Sales up 47% in the second quarter, with continued volume growth in Americas and Europe
Houston, Texas – Orion Engineered Carbons saw its black rubber revenues decline slightly in the second quarter as labor and administrative costs continued to rise.
The US carbon black supplier reported a 3.8% year-on-year decline in second-quarter adjusted profit (EBITDA) to $39 million (€38 million), on sales up 47% at $360 million.
Segment volumes increased 9.5 kilotons, or 5.2%, year-over-year, reflecting higher demand in Americas and Europe, the Middle East and Africa, Orion reported on August 4.

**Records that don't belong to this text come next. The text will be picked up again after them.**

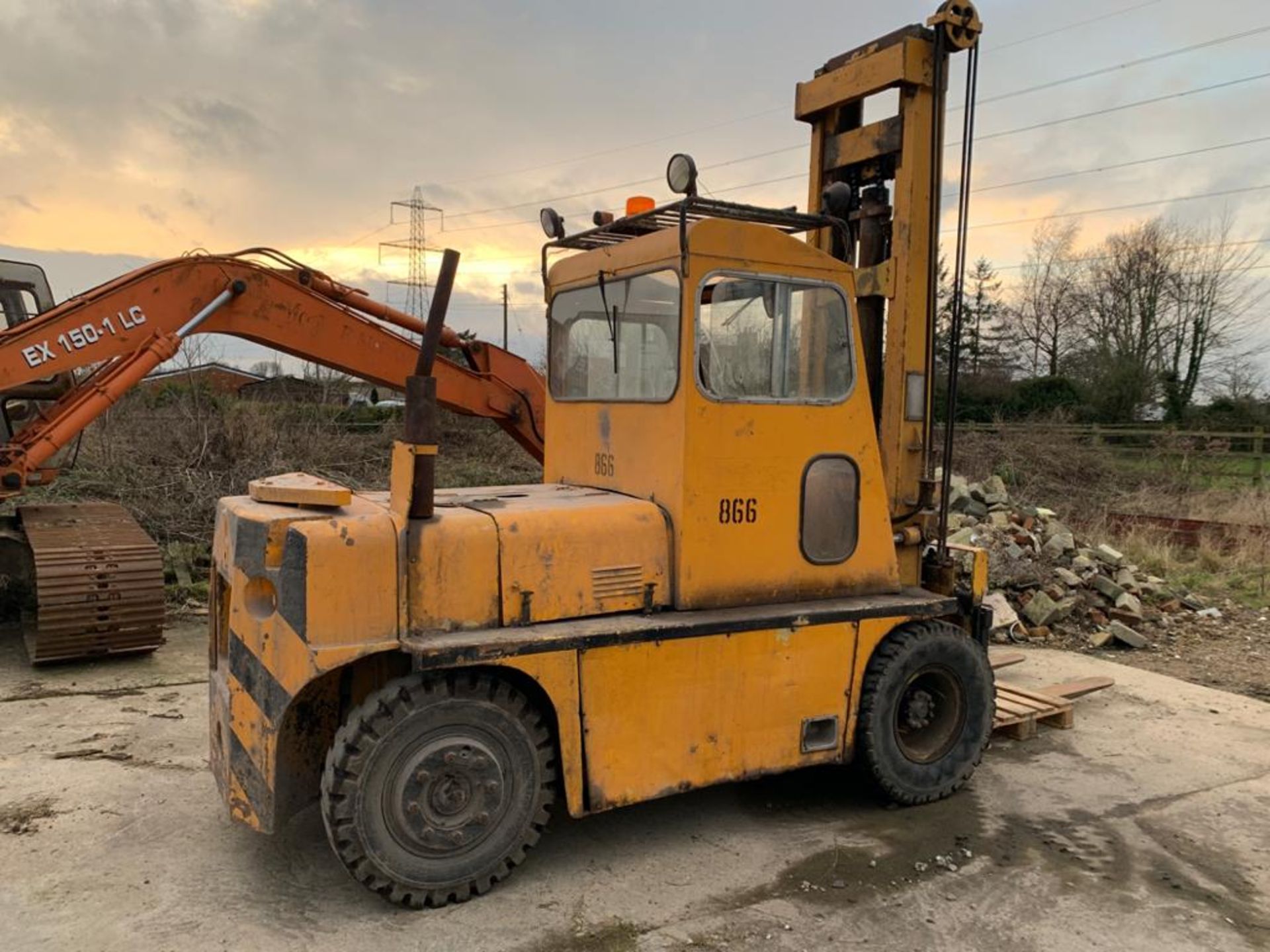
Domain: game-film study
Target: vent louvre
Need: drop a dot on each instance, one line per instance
(618, 582)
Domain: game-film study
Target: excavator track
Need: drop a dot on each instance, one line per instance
(98, 583)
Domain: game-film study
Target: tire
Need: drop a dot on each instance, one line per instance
(436, 787)
(925, 711)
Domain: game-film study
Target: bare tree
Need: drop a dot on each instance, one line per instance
(1043, 323)
(1238, 379)
(1212, 305)
(982, 334)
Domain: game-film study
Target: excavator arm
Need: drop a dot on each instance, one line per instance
(122, 331)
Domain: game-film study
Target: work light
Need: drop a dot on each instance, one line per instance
(681, 175)
(552, 222)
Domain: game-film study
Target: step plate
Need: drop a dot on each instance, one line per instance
(98, 583)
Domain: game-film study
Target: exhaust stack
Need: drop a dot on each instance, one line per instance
(421, 395)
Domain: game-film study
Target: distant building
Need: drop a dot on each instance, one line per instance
(294, 390)
(361, 393)
(218, 377)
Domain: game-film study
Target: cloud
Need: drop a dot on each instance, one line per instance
(218, 130)
(22, 202)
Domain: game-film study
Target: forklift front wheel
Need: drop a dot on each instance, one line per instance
(437, 785)
(925, 711)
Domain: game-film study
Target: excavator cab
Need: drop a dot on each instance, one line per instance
(726, 571)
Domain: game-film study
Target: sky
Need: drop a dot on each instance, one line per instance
(136, 130)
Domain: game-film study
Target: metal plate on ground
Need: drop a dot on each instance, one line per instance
(98, 583)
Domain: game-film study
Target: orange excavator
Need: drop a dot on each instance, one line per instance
(97, 576)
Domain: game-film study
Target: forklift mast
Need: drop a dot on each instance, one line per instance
(884, 178)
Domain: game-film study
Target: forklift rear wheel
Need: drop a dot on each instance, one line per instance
(926, 711)
(436, 787)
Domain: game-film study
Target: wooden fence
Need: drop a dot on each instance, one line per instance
(1238, 454)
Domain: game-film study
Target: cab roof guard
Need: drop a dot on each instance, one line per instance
(691, 208)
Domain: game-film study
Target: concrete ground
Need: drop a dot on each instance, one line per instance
(1144, 828)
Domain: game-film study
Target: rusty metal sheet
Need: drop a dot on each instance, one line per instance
(98, 580)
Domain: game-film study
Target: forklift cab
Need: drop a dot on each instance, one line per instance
(702, 357)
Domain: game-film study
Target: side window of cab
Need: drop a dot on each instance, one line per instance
(773, 340)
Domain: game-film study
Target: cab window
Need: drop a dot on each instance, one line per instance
(621, 343)
(761, 339)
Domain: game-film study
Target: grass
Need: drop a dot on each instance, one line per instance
(1085, 483)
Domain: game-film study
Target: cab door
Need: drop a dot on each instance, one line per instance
(783, 481)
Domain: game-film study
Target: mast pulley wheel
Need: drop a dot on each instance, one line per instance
(960, 23)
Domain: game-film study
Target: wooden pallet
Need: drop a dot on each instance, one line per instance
(1020, 710)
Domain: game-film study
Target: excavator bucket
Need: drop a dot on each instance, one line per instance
(97, 583)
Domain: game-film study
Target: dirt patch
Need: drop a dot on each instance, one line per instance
(24, 815)
(613, 937)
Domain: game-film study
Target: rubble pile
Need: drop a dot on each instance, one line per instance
(1048, 584)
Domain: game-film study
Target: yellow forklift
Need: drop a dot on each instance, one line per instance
(733, 567)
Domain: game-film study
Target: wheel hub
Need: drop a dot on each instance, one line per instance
(454, 793)
(920, 709)
(931, 714)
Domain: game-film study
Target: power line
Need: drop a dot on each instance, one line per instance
(1115, 108)
(1071, 26)
(761, 113)
(1118, 207)
(1121, 165)
(1184, 248)
(1117, 67)
(974, 190)
(730, 122)
(804, 145)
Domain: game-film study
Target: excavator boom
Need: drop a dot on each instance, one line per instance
(97, 578)
(130, 325)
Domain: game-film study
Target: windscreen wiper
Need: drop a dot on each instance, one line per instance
(610, 317)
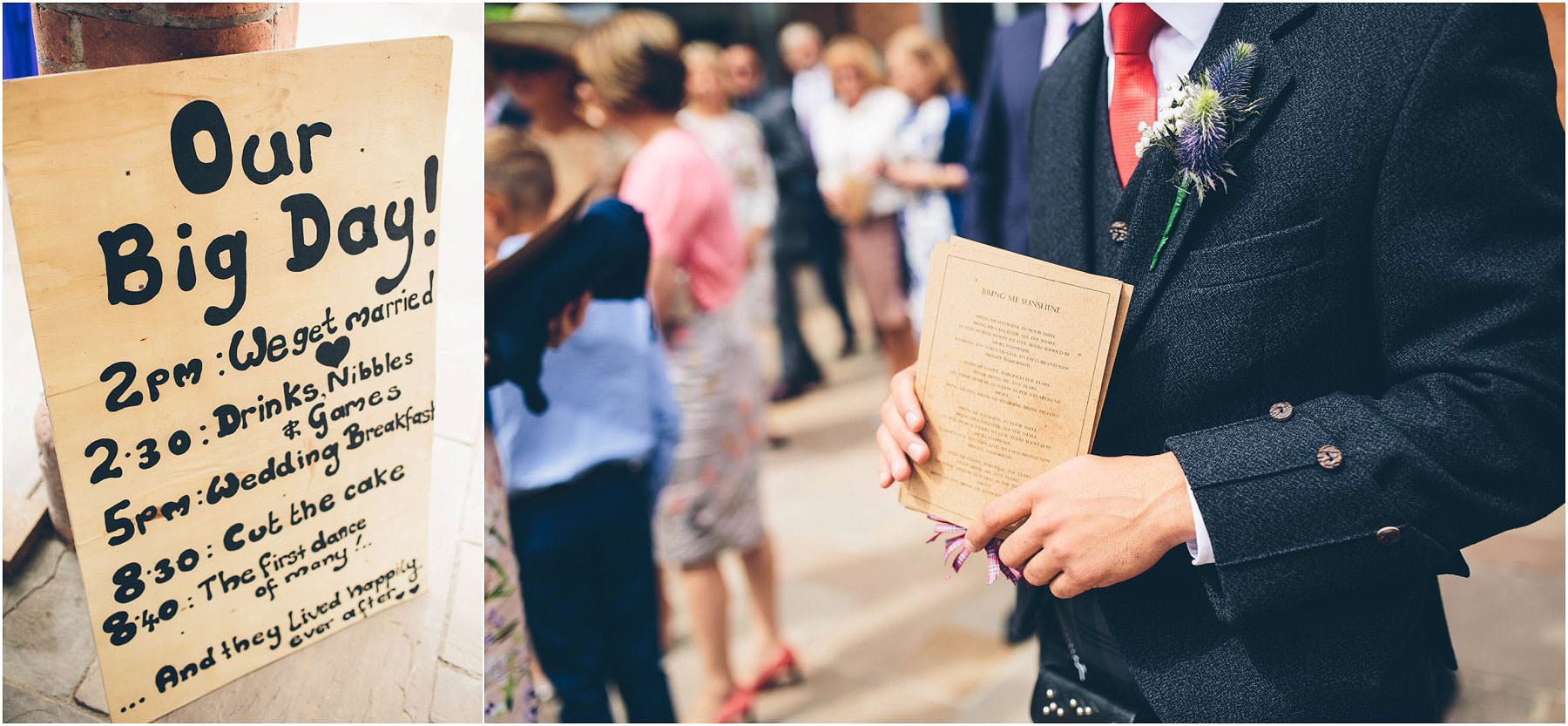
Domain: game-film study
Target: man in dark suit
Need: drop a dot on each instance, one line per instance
(803, 231)
(996, 201)
(1342, 367)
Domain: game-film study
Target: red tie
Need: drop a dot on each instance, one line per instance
(1132, 94)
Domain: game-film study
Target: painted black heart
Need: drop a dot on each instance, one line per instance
(331, 353)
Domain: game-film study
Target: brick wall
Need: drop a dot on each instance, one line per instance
(878, 21)
(78, 37)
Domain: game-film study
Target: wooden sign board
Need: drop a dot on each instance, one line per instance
(229, 265)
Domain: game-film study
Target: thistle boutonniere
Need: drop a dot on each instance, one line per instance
(1195, 123)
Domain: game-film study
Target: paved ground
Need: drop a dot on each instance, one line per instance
(417, 662)
(885, 637)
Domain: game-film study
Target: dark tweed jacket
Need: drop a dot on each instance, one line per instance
(1389, 261)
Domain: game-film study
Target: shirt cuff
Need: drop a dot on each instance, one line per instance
(1200, 547)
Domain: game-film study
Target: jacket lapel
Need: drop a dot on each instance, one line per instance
(1148, 207)
(1062, 148)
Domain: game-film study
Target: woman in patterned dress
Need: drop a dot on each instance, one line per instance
(635, 74)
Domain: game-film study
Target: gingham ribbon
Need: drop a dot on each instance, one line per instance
(954, 547)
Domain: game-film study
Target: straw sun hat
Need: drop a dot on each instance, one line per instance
(535, 27)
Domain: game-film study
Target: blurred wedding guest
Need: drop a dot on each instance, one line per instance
(532, 55)
(803, 233)
(864, 118)
(582, 443)
(811, 86)
(996, 202)
(929, 149)
(734, 141)
(634, 71)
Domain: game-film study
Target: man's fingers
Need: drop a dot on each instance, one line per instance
(999, 515)
(1042, 569)
(897, 427)
(1021, 545)
(893, 457)
(905, 400)
(1065, 587)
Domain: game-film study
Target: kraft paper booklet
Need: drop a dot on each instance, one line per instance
(1015, 363)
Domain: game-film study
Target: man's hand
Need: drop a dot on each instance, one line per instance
(1093, 521)
(899, 437)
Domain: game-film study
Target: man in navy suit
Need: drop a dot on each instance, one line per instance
(996, 204)
(1336, 372)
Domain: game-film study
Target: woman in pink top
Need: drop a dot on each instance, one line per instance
(635, 74)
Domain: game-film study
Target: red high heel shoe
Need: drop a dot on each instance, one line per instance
(780, 673)
(736, 708)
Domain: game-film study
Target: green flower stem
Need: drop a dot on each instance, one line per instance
(1170, 221)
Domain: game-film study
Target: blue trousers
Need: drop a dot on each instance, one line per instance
(585, 563)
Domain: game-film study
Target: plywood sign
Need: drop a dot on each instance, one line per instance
(229, 265)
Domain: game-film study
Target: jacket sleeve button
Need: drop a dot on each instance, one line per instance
(1330, 457)
(1119, 233)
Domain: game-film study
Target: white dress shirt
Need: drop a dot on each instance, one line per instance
(1058, 19)
(811, 92)
(1172, 52)
(862, 139)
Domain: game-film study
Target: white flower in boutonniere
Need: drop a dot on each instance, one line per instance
(1195, 123)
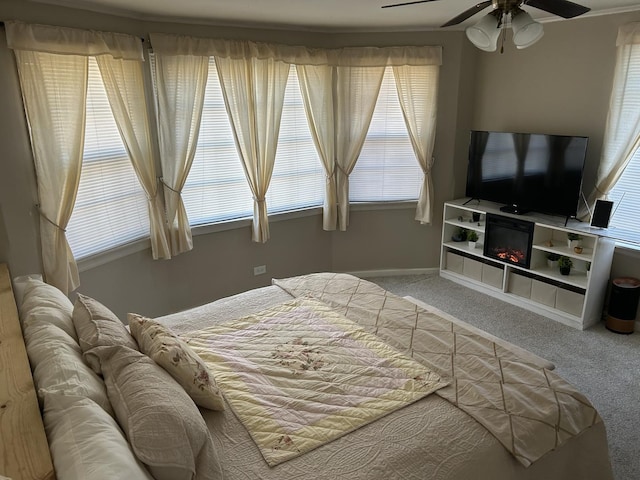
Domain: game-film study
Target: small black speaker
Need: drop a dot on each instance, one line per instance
(601, 213)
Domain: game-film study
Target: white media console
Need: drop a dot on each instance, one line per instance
(576, 299)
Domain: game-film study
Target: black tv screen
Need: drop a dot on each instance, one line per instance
(527, 171)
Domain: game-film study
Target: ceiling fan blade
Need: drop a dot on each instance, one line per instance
(467, 13)
(407, 3)
(562, 8)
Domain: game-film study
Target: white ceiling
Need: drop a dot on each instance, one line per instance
(317, 15)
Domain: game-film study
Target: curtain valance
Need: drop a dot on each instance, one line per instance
(72, 41)
(170, 44)
(629, 34)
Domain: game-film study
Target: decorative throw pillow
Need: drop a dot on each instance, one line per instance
(98, 326)
(177, 358)
(165, 428)
(85, 442)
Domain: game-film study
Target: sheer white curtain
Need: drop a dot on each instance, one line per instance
(181, 80)
(315, 81)
(124, 84)
(253, 92)
(356, 93)
(622, 132)
(417, 87)
(339, 87)
(52, 65)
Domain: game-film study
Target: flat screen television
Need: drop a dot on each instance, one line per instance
(527, 171)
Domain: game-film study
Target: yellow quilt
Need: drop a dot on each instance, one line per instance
(300, 375)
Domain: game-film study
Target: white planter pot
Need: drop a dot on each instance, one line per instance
(574, 243)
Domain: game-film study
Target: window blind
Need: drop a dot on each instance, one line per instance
(387, 169)
(111, 207)
(216, 188)
(626, 192)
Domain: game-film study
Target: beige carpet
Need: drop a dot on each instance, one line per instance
(605, 366)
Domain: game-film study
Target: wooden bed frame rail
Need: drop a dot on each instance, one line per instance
(24, 451)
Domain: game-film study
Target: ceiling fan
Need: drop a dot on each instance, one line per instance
(526, 31)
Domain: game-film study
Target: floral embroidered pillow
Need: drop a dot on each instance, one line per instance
(178, 359)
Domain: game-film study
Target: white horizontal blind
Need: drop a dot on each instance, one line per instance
(626, 192)
(298, 176)
(387, 169)
(111, 207)
(216, 188)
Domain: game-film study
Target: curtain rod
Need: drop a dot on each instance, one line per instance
(141, 38)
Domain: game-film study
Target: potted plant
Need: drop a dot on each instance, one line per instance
(565, 264)
(574, 240)
(472, 238)
(552, 259)
(460, 235)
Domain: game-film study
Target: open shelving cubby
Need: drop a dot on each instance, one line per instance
(575, 299)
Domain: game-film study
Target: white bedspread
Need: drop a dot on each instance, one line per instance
(300, 375)
(429, 439)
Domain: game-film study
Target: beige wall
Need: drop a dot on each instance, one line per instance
(561, 85)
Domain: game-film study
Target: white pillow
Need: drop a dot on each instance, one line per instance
(178, 359)
(44, 303)
(86, 443)
(97, 326)
(164, 427)
(58, 366)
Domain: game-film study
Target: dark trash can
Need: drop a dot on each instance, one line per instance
(623, 305)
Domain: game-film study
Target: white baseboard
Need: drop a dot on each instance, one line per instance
(394, 272)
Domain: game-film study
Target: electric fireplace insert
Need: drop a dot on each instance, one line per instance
(508, 240)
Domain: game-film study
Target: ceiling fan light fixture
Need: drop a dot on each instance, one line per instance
(485, 33)
(526, 31)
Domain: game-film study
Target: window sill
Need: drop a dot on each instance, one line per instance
(108, 256)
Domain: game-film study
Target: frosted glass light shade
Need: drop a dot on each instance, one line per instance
(526, 31)
(485, 33)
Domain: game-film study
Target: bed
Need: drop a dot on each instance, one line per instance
(433, 413)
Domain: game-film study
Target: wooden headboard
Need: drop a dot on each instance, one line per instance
(24, 451)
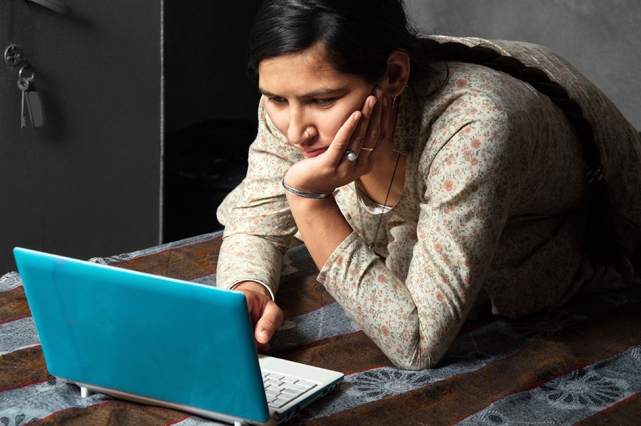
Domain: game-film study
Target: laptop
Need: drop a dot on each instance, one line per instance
(161, 341)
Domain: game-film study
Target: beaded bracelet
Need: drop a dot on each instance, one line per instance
(302, 193)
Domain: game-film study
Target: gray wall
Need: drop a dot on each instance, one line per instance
(88, 183)
(602, 38)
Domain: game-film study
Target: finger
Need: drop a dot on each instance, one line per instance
(359, 135)
(374, 124)
(341, 141)
(266, 326)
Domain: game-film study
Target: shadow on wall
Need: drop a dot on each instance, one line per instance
(203, 163)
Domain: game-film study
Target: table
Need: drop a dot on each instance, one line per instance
(580, 363)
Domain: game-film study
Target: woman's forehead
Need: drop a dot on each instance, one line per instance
(301, 73)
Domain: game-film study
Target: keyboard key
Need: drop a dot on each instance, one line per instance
(295, 386)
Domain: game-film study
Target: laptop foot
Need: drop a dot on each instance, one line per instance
(84, 392)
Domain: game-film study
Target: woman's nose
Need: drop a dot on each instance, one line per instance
(298, 130)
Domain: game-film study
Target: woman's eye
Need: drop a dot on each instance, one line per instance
(324, 102)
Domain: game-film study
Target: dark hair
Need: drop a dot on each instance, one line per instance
(359, 35)
(344, 27)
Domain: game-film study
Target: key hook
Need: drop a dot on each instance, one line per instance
(21, 77)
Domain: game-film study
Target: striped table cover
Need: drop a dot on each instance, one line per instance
(580, 364)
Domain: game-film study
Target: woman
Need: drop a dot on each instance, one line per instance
(429, 178)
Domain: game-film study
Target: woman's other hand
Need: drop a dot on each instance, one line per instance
(265, 315)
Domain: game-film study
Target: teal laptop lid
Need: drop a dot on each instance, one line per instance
(153, 336)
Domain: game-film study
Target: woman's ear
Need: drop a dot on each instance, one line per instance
(398, 73)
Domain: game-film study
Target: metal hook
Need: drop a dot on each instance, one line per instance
(29, 79)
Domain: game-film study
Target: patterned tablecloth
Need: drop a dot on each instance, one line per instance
(577, 364)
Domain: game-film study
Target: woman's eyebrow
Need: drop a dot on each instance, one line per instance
(314, 94)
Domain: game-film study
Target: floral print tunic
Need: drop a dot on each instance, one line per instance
(492, 207)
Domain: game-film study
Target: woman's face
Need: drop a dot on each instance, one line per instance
(307, 99)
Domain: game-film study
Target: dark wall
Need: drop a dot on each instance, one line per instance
(601, 38)
(88, 182)
(205, 56)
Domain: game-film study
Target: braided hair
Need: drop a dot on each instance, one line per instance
(358, 39)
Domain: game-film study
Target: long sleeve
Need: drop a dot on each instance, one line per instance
(413, 305)
(258, 223)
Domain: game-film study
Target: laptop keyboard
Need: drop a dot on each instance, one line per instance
(281, 389)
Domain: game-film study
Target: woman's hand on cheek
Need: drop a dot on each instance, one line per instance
(361, 133)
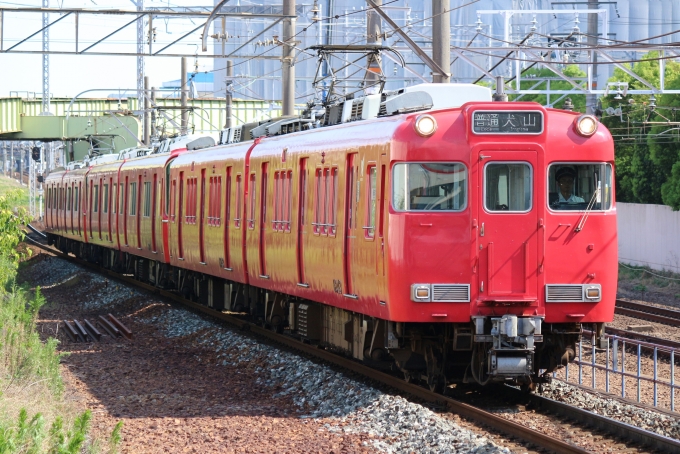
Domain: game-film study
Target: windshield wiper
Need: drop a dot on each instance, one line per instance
(591, 204)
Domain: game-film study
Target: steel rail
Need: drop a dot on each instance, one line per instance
(647, 312)
(490, 420)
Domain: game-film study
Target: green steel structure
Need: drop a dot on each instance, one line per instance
(112, 124)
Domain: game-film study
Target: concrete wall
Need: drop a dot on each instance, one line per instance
(649, 235)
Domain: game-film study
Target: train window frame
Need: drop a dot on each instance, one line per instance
(395, 180)
(147, 199)
(239, 202)
(609, 175)
(252, 186)
(532, 185)
(371, 200)
(95, 199)
(105, 199)
(133, 198)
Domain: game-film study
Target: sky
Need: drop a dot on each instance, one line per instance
(70, 74)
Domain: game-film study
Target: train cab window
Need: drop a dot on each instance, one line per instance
(429, 186)
(508, 186)
(580, 186)
(133, 199)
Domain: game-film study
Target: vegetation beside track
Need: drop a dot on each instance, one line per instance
(34, 418)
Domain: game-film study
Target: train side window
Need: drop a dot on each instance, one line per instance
(147, 199)
(133, 199)
(429, 186)
(580, 186)
(121, 196)
(218, 202)
(227, 209)
(105, 202)
(95, 198)
(371, 201)
(173, 195)
(276, 219)
(318, 207)
(333, 213)
(508, 186)
(253, 199)
(289, 198)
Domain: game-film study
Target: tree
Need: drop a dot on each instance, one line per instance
(646, 145)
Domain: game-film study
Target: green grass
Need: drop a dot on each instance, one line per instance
(7, 184)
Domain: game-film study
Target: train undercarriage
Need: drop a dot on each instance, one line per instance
(509, 349)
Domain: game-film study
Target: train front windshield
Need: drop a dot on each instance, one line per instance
(577, 186)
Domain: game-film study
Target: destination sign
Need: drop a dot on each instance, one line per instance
(507, 122)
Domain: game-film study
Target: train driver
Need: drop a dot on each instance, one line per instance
(565, 182)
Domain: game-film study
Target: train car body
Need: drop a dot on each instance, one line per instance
(469, 242)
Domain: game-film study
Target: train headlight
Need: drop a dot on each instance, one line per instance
(592, 292)
(425, 125)
(420, 293)
(586, 125)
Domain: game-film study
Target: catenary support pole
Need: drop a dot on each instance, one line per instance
(591, 100)
(147, 129)
(183, 98)
(441, 39)
(373, 36)
(228, 93)
(154, 133)
(287, 56)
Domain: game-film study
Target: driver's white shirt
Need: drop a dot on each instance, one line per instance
(572, 199)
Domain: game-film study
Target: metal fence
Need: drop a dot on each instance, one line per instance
(626, 367)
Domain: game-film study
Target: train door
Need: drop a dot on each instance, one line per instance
(126, 201)
(78, 204)
(98, 206)
(302, 206)
(90, 205)
(351, 202)
(263, 221)
(153, 212)
(201, 221)
(227, 219)
(508, 226)
(138, 213)
(108, 199)
(380, 221)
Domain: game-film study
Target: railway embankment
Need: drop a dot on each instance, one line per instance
(186, 382)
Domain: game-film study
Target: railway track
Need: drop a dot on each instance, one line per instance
(647, 312)
(528, 436)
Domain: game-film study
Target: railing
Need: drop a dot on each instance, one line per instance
(626, 366)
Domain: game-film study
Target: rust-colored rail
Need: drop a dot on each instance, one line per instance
(648, 312)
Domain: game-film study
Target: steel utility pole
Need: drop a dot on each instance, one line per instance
(46, 61)
(591, 100)
(228, 92)
(140, 53)
(373, 36)
(183, 98)
(441, 39)
(287, 56)
(147, 129)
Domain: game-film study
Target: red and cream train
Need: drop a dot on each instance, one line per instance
(438, 240)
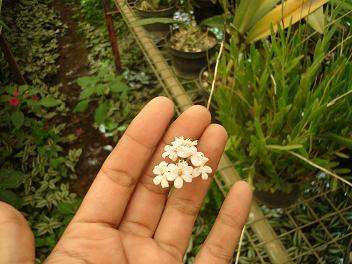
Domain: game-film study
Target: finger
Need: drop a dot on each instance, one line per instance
(176, 224)
(139, 218)
(16, 238)
(110, 192)
(221, 242)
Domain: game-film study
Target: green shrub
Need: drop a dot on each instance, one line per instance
(286, 101)
(35, 167)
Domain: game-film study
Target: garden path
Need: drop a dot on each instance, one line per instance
(74, 64)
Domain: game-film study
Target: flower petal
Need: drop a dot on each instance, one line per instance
(178, 183)
(204, 176)
(187, 178)
(207, 169)
(196, 172)
(157, 180)
(170, 176)
(164, 183)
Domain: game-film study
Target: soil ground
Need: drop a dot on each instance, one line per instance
(74, 64)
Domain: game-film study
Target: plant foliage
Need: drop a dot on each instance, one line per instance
(291, 94)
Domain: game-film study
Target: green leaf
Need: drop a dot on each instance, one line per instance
(87, 81)
(81, 106)
(215, 21)
(17, 118)
(9, 197)
(288, 147)
(87, 92)
(49, 101)
(10, 179)
(154, 20)
(68, 208)
(116, 85)
(101, 113)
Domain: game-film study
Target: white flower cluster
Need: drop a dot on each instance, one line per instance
(188, 163)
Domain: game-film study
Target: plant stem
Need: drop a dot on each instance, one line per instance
(240, 245)
(215, 73)
(320, 168)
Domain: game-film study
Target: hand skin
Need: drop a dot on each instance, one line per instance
(125, 218)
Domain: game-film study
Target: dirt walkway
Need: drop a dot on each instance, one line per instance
(74, 64)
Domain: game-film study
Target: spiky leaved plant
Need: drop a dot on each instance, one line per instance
(288, 109)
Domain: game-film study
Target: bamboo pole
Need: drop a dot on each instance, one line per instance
(257, 221)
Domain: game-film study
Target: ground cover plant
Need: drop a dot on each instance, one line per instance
(289, 103)
(39, 172)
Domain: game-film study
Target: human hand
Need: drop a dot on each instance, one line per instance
(125, 218)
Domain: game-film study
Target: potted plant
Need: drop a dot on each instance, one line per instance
(288, 112)
(191, 48)
(148, 9)
(203, 9)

Orion linked the increase in sales primarily to the pass-through of higher raw material costs, pricing, higher volume and a favorable product mix.
These, he said, were partially offset by the impact of unfavorable foreign currency translation and the strength of the dollar.
Lower earnings were also attributable to the $2.5 million impact of unfavorable foreign currency translation and $11.5 million higher labor costs, lower stockpiling and maintenance.
“The second half of 2022 will be busy for us,” said CEO Corning Painter commenting on the outlook for the year.
The company, he said, is “on track” to complete air emissions control work in Borger, Texas, as well as the mechanical phase of the green factory in Huaibei, China.
Additionally, Orion is nearing completion of “a significant debottlenecking project” and is working to move European reactors away from natural gas combustion.
“We co-generate electricity and/or provide district heating at all of our European sites that use natural gas, so there are good reasons for us to be exempt from the reductions,” he said.
Nonetheless, he continued, Orion is “working hard” to meet the voluntary 15% natural gas reduction target promoted by the EU.
Orion confirmed its adjusted earnings range of $310 million to $340 million for the year.